Testing an Alternative Scenario
Beyond changes of intention, our algorithm is able to account for numerous other factors in making its predictions, including the number of sales, the motivation for selling, and the circumstances of the disposition. Let’s explore how factors informing the first and third elements of the Suburban Realty test can affect the confidence level of the prediction.
In this instance, let’s suppose the Borees were not clearly engaged in the business of developing and selling real estate property. Imagine that after the county started to impose land use restrictions in 2004, the taxpayers stopped selling as many lots and began to dedicate more time to their other businesses, such that sales of the West Glen Estates property were no longer their primary source of income. Let’s also suppose that the sale at issue was initiated by an unsolicited offer from a potential purchaser. How would the outcome change in this scenario?

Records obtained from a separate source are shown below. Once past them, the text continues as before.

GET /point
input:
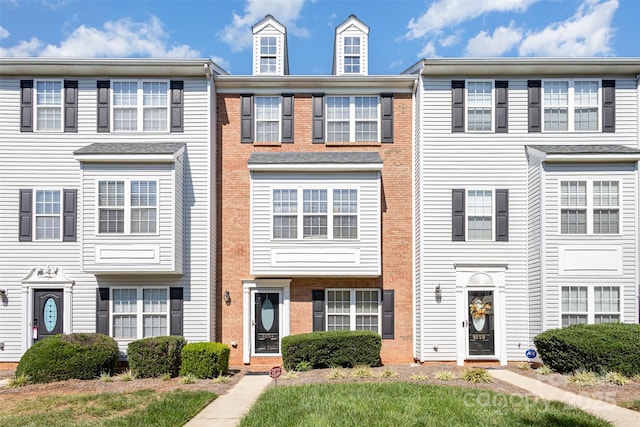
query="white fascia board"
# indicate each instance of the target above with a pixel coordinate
(317, 167)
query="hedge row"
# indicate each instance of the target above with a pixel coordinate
(599, 348)
(331, 349)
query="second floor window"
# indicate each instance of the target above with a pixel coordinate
(589, 207)
(352, 118)
(49, 105)
(571, 105)
(325, 214)
(127, 209)
(268, 51)
(140, 106)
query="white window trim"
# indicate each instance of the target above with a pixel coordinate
(589, 206)
(139, 311)
(467, 215)
(34, 215)
(127, 206)
(256, 120)
(139, 105)
(571, 105)
(352, 117)
(591, 302)
(492, 106)
(300, 213)
(37, 107)
(352, 307)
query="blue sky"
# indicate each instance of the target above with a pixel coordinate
(401, 31)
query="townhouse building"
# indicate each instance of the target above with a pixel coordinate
(107, 214)
(315, 190)
(525, 201)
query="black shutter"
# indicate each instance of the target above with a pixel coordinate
(69, 215)
(318, 119)
(608, 106)
(386, 105)
(246, 119)
(71, 106)
(102, 311)
(103, 105)
(502, 215)
(287, 119)
(318, 310)
(457, 106)
(535, 105)
(177, 105)
(26, 105)
(502, 111)
(387, 314)
(25, 217)
(457, 215)
(176, 297)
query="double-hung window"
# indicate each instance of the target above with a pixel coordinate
(352, 118)
(139, 313)
(325, 214)
(48, 105)
(127, 207)
(352, 55)
(267, 118)
(268, 51)
(589, 207)
(590, 304)
(571, 105)
(479, 106)
(353, 309)
(140, 106)
(48, 211)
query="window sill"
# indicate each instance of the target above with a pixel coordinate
(353, 144)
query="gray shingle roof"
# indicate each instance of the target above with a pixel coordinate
(131, 148)
(315, 158)
(585, 149)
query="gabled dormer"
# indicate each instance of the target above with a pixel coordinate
(270, 56)
(351, 48)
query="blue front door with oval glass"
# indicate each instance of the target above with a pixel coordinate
(267, 322)
(47, 313)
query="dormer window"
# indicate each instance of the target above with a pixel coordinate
(352, 55)
(268, 51)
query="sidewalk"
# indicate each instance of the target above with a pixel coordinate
(618, 416)
(227, 409)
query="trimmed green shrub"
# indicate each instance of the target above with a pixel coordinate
(153, 357)
(205, 359)
(598, 348)
(331, 349)
(63, 357)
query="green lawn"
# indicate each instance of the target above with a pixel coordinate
(140, 408)
(407, 404)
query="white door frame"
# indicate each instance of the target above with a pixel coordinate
(486, 277)
(249, 288)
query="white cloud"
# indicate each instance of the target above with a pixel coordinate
(444, 13)
(587, 33)
(502, 41)
(238, 34)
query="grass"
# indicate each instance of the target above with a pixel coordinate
(141, 408)
(406, 404)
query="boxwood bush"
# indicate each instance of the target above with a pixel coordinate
(73, 356)
(331, 349)
(599, 348)
(205, 359)
(153, 357)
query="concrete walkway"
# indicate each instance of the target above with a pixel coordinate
(227, 409)
(618, 416)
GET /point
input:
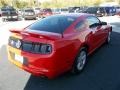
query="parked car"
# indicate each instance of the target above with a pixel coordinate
(98, 11)
(110, 10)
(9, 13)
(45, 13)
(56, 11)
(29, 14)
(64, 10)
(57, 44)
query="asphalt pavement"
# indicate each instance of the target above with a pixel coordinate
(101, 72)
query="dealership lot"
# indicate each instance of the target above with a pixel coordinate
(101, 73)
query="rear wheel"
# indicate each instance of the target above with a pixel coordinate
(108, 38)
(80, 61)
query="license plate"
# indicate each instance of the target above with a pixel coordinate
(19, 58)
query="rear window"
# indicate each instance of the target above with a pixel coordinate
(55, 24)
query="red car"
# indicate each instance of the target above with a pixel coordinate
(45, 13)
(56, 44)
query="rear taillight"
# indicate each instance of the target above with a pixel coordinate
(45, 48)
(39, 48)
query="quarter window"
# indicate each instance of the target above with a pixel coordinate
(92, 20)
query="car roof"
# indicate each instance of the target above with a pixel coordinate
(76, 15)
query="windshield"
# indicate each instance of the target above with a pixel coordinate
(56, 24)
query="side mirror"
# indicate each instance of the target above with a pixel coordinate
(94, 25)
(103, 23)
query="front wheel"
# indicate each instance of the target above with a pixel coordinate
(80, 61)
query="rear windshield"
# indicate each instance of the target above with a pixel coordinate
(55, 24)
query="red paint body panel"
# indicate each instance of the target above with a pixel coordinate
(64, 49)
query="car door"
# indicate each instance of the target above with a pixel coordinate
(96, 32)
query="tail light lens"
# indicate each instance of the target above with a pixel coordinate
(46, 48)
(32, 47)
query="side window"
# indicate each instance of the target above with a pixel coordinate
(80, 25)
(92, 20)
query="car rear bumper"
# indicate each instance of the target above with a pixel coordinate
(34, 64)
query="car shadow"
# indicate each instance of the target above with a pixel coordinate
(101, 72)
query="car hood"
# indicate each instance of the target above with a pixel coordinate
(37, 34)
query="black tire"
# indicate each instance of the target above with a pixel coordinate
(79, 64)
(108, 38)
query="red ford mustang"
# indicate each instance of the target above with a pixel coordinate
(56, 44)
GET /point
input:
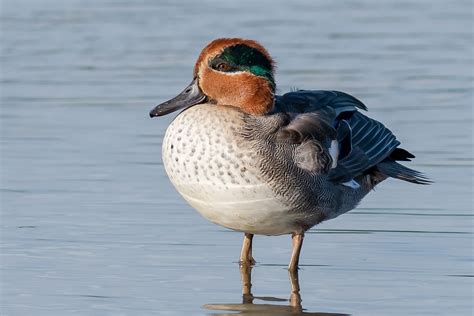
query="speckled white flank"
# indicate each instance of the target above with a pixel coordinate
(217, 173)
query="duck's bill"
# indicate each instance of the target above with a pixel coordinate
(190, 96)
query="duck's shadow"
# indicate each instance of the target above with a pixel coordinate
(248, 307)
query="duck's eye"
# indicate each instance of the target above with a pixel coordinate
(223, 67)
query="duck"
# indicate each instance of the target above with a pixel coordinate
(265, 164)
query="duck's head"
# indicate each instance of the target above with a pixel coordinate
(229, 71)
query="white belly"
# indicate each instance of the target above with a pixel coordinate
(217, 172)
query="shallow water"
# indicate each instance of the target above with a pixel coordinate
(92, 226)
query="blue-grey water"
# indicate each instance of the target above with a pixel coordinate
(90, 224)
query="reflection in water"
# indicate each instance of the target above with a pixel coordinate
(248, 307)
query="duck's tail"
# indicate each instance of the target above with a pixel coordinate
(393, 169)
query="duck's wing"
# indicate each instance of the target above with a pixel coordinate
(354, 141)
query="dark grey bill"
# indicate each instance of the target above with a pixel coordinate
(190, 96)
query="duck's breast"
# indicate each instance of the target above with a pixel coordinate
(216, 170)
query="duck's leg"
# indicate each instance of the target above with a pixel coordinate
(297, 239)
(246, 252)
(295, 297)
(246, 275)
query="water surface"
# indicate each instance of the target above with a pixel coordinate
(92, 226)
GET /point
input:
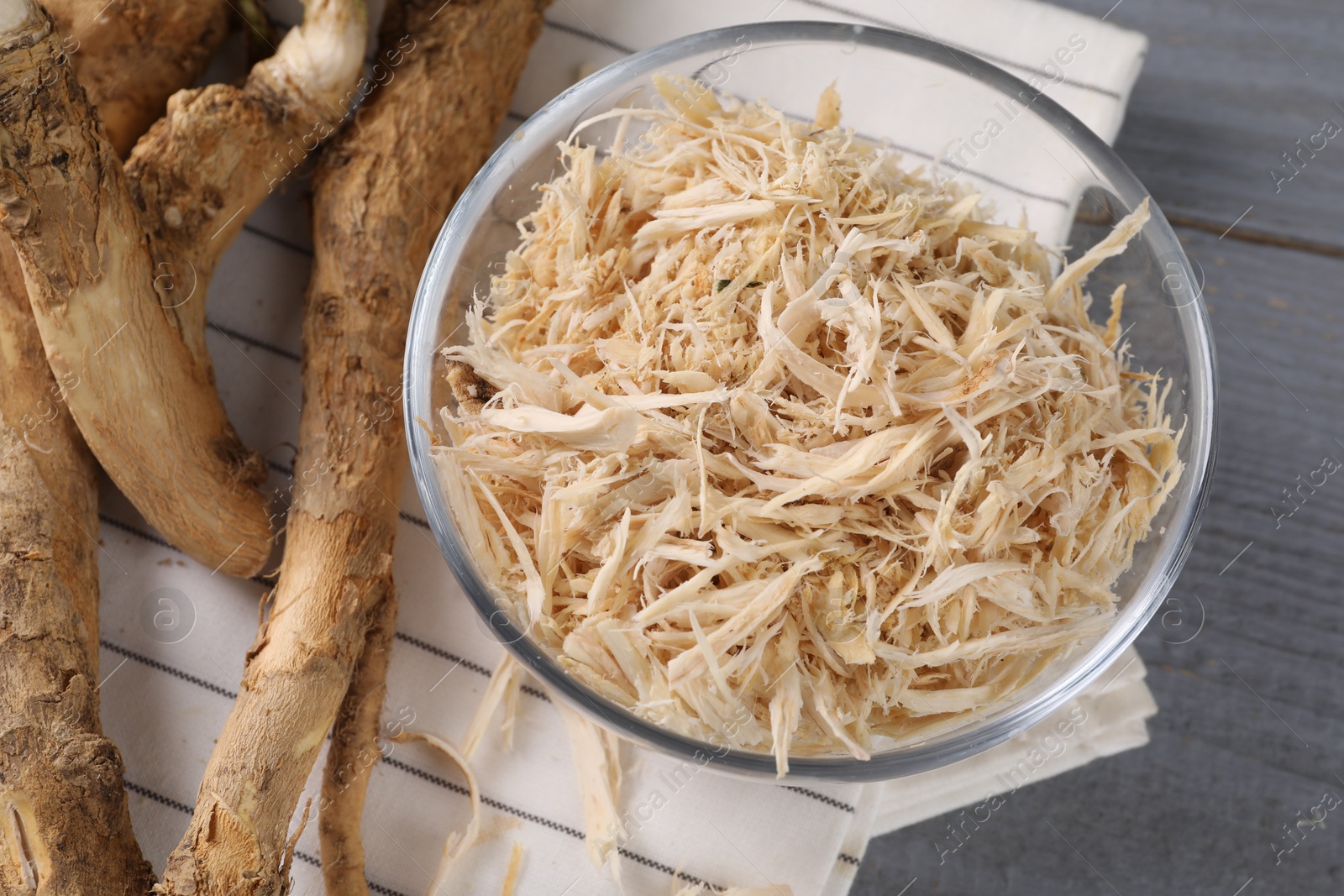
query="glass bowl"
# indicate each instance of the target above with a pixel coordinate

When we change these factors, the algorithm still offers a prediction of “not a capital asset,” but with a confidence level of 69 percent. While the result is the same, the machine learning algorithm’s confidence has moved 25 percent in the direction of capital in response to our situation’s mixed set of facts. A lawyer advising the taxpayers in this scenario would see that despite some important facts pointing to capital, a judge would still probably give more weight to the facts that indicate ordinary income.
Both Boree and our alternative scenario demonstrate the ability of data and machine learning algorithms to determine the dynamic relationships between different factors in both individual cases and across the case law. By detecting patterns in the case data, our system can simultaneously weigh multiple factors and detect the connections between them.
Multi-factor tests are useful tools for both decision makers and counsel in that they provide flexible legal standards for deciding unique scenarios. But such standards can be vague, and counsel may be unclear as to which factors should be weighed more heavily.
Human forecasts are imbued with bias and noise, whereas data and machine learning can assess the relative importance of factors much more accurately. In a situation where a tax lawyer must advise a client in the context of compliance or litigation, machine learning can augment human judgment and lead to more accurate forecasts.
Benjamin Alarie holds the Osler Chair in Business Law at the University of Toronto Faculty of Law and is the CEO of Blue J Legal.